Tim Winton’s seminal novel Cloudstreet begins with the inheritance of a large house, with a covenant that it cannot be sold for twenty years. So begins a decade’s long saga that never questioned the legality of such a condition that potentially comes close to being invalid. While conditional gifts in Wills are not usually contentious, their impact can be significant. This article provides a summary of the present law surrounding conditional gifting in Wills.
What are Conditional Gifts?
As the name suggests a conditional gift is a gift that has some condition attached to it in a Will. The condition can be framed in one of two ways:
- a condition precedent – where an event must occur before the beneficiary can receive the gift; or
- a condition subsequent – where a beneficiary loses a gift they have already received if a later event occurs.
The laws surrounding conditional gifting are entirely based on the common law (judge made law). Over the decades, the Courts have attempted to strike a compromise between the freedom of testation and imposing certain restrictions which, if not adhered to, would find the condition void.
The distinction between a condition precedent and a condition subsequent is important if the condition is held to be void:
- in the case of a condition precedent – If the condition is held to be void then the gift fails entirely;
- in the case of a condition subsequent – if the condition is held to be void, the gift takes effect as an unconditional gift.
Over the years the Courts have seen conditions placed with respect to marriage, relationships, religion and preservation of property.
In 2014, the case of Carolyn Margaret Hicken v Robyn Patricia Carroll & Ors (No 2)  NSWSC 1059 (“Hicken v Carroll”) saw the Supreme Court of New South Wales uphold the validity of conditional gifts that required the children of the deceased to adopt a particular religion prior to becoming entitled to their inheritance. This case presented the New South Wales Supreme Court with the perfect opportunity to lay the groundwork for the common law surrounding condition precedents in Wills.

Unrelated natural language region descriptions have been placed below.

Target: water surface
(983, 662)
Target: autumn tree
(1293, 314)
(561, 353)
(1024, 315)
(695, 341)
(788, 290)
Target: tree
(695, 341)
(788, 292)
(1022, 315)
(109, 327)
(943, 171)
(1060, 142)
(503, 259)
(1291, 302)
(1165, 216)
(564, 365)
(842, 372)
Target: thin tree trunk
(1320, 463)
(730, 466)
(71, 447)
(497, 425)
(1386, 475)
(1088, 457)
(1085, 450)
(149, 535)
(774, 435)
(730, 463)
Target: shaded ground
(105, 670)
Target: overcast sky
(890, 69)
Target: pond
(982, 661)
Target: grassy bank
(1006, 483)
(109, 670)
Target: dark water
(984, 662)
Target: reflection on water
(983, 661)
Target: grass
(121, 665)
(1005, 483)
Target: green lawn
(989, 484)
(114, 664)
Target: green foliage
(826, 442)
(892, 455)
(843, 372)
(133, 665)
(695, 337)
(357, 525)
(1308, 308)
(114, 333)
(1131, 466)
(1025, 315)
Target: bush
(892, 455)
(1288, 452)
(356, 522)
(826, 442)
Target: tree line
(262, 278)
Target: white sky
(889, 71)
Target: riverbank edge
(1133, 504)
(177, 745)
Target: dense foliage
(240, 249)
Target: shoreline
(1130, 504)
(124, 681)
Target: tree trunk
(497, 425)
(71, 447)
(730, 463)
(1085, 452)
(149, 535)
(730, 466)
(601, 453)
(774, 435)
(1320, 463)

In this particular case, Patrick Carroll was survived by 4 children when he died. He bequeathed gifts to them in his Will on the following condition:
“subject to and dependent upon them becoming baptised in the Catholic Church within a period of 3 months from the date of my death and such gifts are also subject to and dependent (sic) my children attending my funeral”.

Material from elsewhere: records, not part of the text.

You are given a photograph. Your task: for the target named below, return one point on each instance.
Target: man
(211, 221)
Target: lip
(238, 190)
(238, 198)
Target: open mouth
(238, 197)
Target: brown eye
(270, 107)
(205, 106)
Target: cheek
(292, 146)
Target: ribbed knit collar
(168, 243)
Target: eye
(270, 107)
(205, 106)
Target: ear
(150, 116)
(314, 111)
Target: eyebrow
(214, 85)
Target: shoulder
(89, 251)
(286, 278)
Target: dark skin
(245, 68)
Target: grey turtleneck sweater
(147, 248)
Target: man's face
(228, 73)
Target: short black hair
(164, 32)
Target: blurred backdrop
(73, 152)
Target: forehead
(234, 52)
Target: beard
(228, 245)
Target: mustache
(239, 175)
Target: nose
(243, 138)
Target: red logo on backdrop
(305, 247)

Two conditions were present – (1) the children had to become baptised in a Catholic Church within 3 months of their father’s death and (2) the children were required to attend their father’s funeral.

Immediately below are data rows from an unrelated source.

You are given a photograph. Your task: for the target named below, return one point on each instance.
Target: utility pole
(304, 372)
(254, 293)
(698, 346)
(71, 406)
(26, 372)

Each child attended the funeral but was deeply opposed to being baptised in a Catholic Church (they were practicing Jehovah’s Witnesses). After 3 months lapsed, one of the children sought a declaration from the Supreme Court that the conditions were “void and of no effect”.
The Supreme Court of New South Wales set down the following principles:
A condition precedent or condition subsequent can be held to be void if it is uncertain (but not merely because it is not completely clear).
The children in Hicken v Carroll argued that the relevant clause did not specify a particular Catholic denomination and the concept of “baptism” was open to interpretation.
The Court held that a clear interpretation of the words in the Will were required. The term “baptised in the Catholic Church” meant “being ritually initiated into the Roman Catholic Church”. The Court therefore held that the condition was sufficiently certain.
If a condition is impossible to fulfil, it can be held to be void. Impossibility requires more than the condition being simply “difficult” or “improbable”.
In this case, the Court held that it would not be impossible for the children to arrange for a baptism within a 3 month window.
3. Public Policy
A condition against public policy will be held to be void.
This was the strongest argument run by the children – all four children submitted that in modern Australia (2014 as it was then), a clause containing the baptism condition was against public policy.
In what seemed to be a bizarre move, the New South Wales Supreme Court opted for a narrow interpretation of the High Court’s decision in Re Cuming; Nicholls v Public Trustee. The Court in Hicken v Carroll held that a condition with regard to religion would be void for uncertainty if there was an “interference with the parental right to bringing up a child in a particular faith”. To include a condition that required a beneficiary to be baptised was therefore not held to be against public policy.
The Court went on to say:
“I am unable to discern from the legislation, treaties and other considerations referred to by the Children a public policy of the kind for which they contend that would overcome the longstanding significance which the law has accorded to freedom of testation.
Insofar as they invoke religious discrimination, the various anti-discrimination statutes to which they referred do not prevent discrimination on the grounds of religion generally…. The conditions, in particular the Baptism Condition, do not impinge upon whatever right to the free exercise of their religion the law now accords the Children. The Gifts do not compel the Children to do anything. If they had chosen to do so, they could have complied with the Baptism Condition. They have maintained their adherence to the Jehovah’s Witness faith. That choice is to be accorded every respect but does not relieve them from the consequences of that choice on their eligibility under the Gifts”
Ultimately the Court held the baptism condition was neither uncertain, impossible nor contrary to public policy. The gifts to the children were valid but failed because the children failed to satisfy the (valid) conditions.
One final principle regarding conditional gifts that was not explored in the above case (it did not need to be) is the principle that conditional gifts cannot prevent future generations from being able to sell or otherwise dispose of property left to them.
With all this being considered perhaps it is best that no one questioned the legality of the covenant in Cloudstreet as a great novel might have been reduced to merely a few pages.